Pisquei, mas não chorei. Eu queria, mas não fiz. Meu pai iria me deixar sozinha de novo agora? Em um momento que mais preciso dele.

- Mas pai, não vá.

- Eu não posso, filha... - ele respirou fundo - vou ganhar um bom dinheiro, e você e as meninas precisam de dinheiro para o carro.

Carro? Que merda de carro? Eu não queria nada daquilo, eram aquelas duas que queriam. Eu só queria meu pai aqui! Era pedir demais isso? Eu queria gritar que não queria o carro, que queria ele aqui! Mas aquelas duas iam acabar comigo se eu fizesse isso, então só deixei as lágrimas virem.

- Não chore, filha - meu pai pegou meu rosto entre as mãos, limpando minhas lágrimas. - Não quero ver você assim, não agora que você parece tão bem.

- Mas pai...

Não deixei as palavras saírem porque queria gritar o que acontecia, que eu não estava bem nessa casa e que nunca estaria se ele não estivesse aqui, mas não fiz porque sou medrosa e porque ele não iria acreditar em mim de qualquer forma. Eu não tinha esse direito.

Joguei meus braços ao redor do pescoço dele e o abracei chorando, porque ia sentir muita falta dele e porque sabia que minha vida ia voltar a ser um inferno sem ele aqui. Meu pai me abraçou de forma delicada.

- Filha, por favor, não fique assim - me afastei dele e ele, mais uma vez, limpou minhas lágrimas. - Você é a pessoa mais importante para mim, e vê-la assim me machuca.

E por que ele não via as coisas que aconteciam aqui? Por que ele sempre se fingia de cego?
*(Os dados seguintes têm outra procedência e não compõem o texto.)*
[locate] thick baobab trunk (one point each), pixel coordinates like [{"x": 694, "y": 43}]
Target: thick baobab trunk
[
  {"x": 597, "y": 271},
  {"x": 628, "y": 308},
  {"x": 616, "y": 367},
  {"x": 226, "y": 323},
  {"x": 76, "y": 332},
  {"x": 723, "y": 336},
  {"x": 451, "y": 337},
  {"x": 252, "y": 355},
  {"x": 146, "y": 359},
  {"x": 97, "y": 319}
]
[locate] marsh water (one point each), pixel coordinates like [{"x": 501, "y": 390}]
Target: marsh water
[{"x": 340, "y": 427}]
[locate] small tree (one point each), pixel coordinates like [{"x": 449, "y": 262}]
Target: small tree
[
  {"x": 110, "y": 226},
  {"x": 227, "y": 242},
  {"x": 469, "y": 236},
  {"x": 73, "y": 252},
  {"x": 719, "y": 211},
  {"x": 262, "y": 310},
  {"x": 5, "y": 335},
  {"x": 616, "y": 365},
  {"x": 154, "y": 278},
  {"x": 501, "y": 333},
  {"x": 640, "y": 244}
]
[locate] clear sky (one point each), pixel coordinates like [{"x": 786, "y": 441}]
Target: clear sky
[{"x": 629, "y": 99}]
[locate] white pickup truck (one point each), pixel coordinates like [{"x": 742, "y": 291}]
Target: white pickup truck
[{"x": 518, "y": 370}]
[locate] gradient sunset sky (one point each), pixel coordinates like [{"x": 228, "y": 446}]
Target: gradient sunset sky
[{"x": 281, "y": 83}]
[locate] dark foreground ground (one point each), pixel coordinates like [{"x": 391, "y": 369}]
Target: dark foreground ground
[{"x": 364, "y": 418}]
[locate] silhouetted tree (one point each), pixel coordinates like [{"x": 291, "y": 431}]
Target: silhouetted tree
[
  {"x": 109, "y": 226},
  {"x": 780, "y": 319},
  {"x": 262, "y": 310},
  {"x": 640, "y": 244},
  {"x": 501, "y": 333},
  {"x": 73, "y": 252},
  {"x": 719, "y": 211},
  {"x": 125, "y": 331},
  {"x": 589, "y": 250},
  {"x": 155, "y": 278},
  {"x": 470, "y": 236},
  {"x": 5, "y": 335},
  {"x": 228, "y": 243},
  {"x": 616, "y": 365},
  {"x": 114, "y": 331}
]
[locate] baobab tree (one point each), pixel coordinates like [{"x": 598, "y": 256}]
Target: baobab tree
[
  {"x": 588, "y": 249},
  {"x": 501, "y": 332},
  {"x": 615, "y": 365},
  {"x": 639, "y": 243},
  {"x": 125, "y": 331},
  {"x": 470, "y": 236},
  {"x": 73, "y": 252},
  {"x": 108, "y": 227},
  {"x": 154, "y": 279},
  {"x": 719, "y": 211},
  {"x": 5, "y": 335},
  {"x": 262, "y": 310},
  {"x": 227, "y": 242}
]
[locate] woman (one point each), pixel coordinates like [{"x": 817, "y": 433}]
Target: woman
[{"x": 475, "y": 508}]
Por que ele sempre me deixava?

- Você me promete que vai ficar bem?

Eu tinha que ficar. Não podia voltar atrás, estou longe demais para me afundar daquele jeito. Ainda não sei como fazer direito, mas vou fazer. Limpei as lágrimas que escorriam dos meus olhos e sorri para ele.

- Eu prometo.

E era verdade, eu tinha que ficar bem. Paloma e as gêmeas tinham que entender que o que elas faziam não poderia mais me afetar.

- Quando eu voltar, quero ver você no curso.

Eu ri entre as lágrimas. Meu pai acreditava finalmente em mim, e queria fazer isso acontecer. Eu ia dar o meu melhor para isso acontecer.

- Pode deixar.

- Agora vem cá abraçar o seu velho pai.

Joguei meus braços em volta do pescoço do meu pai e ficamos assim por um tempo. Sabia que ia demorar para ficarmos assim de novo. Meu pai é a pessoa que mais me importa e, graças a essa notícia, irei ficar mais uma vez longe dele, lutando ou sendo massacrada pela mulher e filhas dela.